I produced a database sub-schema for handling units an aeon ago (okay, I exaggerate slightly; it was about 20 years ago, though). Fortunately, it only had to deal with simple mass, length, time dimensions - not temperature, or electric current, or luminosity, etc. Rather less simple was the currency side of the game - there were a myriad different ways of converting between one currency and another depending on date, currency, and period over which conversion rate was valid. That was handled separately from the physical units.
Fundamentally, I created a table 'measures' with an 'id' column, a name for the unit, an abbreviation, and a set of dimension exponents - one each for mass, length, time. This gets populated with names such as 'volume' (length = 3, mass = 0, time = 0), 'density' (length = 3, mass = -1, time = 0) - and the like.
There was a second table of units, which identified a measure and then the actual units used by a particular measurement. For example, there were barrels, and cubic metres, and all sorts of other units of relevance.
There was a third table that defined conversion factors between specific units. This consisted of two units and the multiplicative conversion factor that converted unit 1 to unit 2. The biggest problem here was the dynamic range of the conversion factors. If the conversion from U1 to U2 is 1.234E+10, then the inverse is a rather small number (8.103727714749e-11).

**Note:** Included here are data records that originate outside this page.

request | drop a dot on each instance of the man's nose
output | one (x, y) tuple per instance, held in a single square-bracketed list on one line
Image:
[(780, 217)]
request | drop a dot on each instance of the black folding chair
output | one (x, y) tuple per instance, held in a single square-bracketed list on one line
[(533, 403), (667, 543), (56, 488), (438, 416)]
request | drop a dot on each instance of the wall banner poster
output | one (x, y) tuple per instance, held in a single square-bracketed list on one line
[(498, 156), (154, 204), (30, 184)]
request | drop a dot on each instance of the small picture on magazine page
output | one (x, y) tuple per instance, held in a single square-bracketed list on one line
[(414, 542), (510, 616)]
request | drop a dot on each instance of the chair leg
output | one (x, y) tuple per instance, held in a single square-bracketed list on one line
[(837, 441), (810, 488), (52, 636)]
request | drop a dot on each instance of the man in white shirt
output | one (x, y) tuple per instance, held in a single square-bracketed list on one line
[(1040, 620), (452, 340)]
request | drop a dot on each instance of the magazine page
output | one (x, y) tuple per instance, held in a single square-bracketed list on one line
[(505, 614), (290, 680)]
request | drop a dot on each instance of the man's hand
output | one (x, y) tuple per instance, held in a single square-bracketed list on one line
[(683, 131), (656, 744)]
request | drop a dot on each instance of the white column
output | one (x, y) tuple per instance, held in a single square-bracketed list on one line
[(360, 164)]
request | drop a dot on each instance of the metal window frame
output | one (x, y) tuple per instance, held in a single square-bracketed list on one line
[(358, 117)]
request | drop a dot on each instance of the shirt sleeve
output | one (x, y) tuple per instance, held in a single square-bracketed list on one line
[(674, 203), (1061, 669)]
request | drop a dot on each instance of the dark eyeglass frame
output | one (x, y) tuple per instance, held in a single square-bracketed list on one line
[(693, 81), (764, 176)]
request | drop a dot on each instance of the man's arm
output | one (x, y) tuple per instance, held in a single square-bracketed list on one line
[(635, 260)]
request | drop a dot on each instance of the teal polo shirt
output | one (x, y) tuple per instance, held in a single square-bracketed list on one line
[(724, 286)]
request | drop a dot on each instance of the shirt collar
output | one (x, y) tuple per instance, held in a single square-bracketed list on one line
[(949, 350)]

The comment from S.Lott about temperatures is interesting - we didn't have to deal with those. A stored procedure would have addressed that - though integrating one stored procedure into the system might have been tricky.
The scheme I described allowed most conversions to be described once (including hypothetical units such as furlongs per fortnight, or less hypothetical but equally obscure ones - outside the USA - like acre-feet), and the conversions could be validated (for example, both units in the conversion factor table had to have the same measure). It could be extended to handle most of the other units - though the dimensionless units such as angles (or solid angles) present some interesting problems. There was supporting code that would handle arbitrary conversions - or generate an error when the conversion could not be supported. One reason for this system was that the various international affiliate companies would report their data in their locally convenient units, but the HQ system had to accept the original data and yet present the resulting aggregated data in units that suited the managers - where different managers each had their own idea (based on their national background and length of duty in the HQ) about the best units for their reports.
"Text worries me somewhat because there's the possibility for non-unique duplicates"
Right. So don't use text as a key. Use the ID as a key.
"Is there a more elegant way to accomplish this?"
Not really. It's hard. Temperature is it's own problem because temperature is itself an average, and doesn't sum like distance does; plus F to C conversion is not a multiply (as it is with every other unit conversion.)
A note about conversions: a lot of units are linearly related, and can be converted using a formula like "y = A + Bx", where A and B are constants which could be stored in the database for each pair of units that you need to convert between. For example, for Celsius to Farenheit the constants are A=32, B=1.8.
However, there are also rare exceptions. Converting between logarithmic and non-logarithmic units, for example. Or converting between mass-per-volume and molar-mass-per-volume (in which case you would need to know the molar mass of the compound being measured).
Of course, if you are sure that all the conversions required by the system are linear, then there's no need for over-engineering, just store the two constants. You can then extract standardized results from the database using straight SQL joins with calculated fields.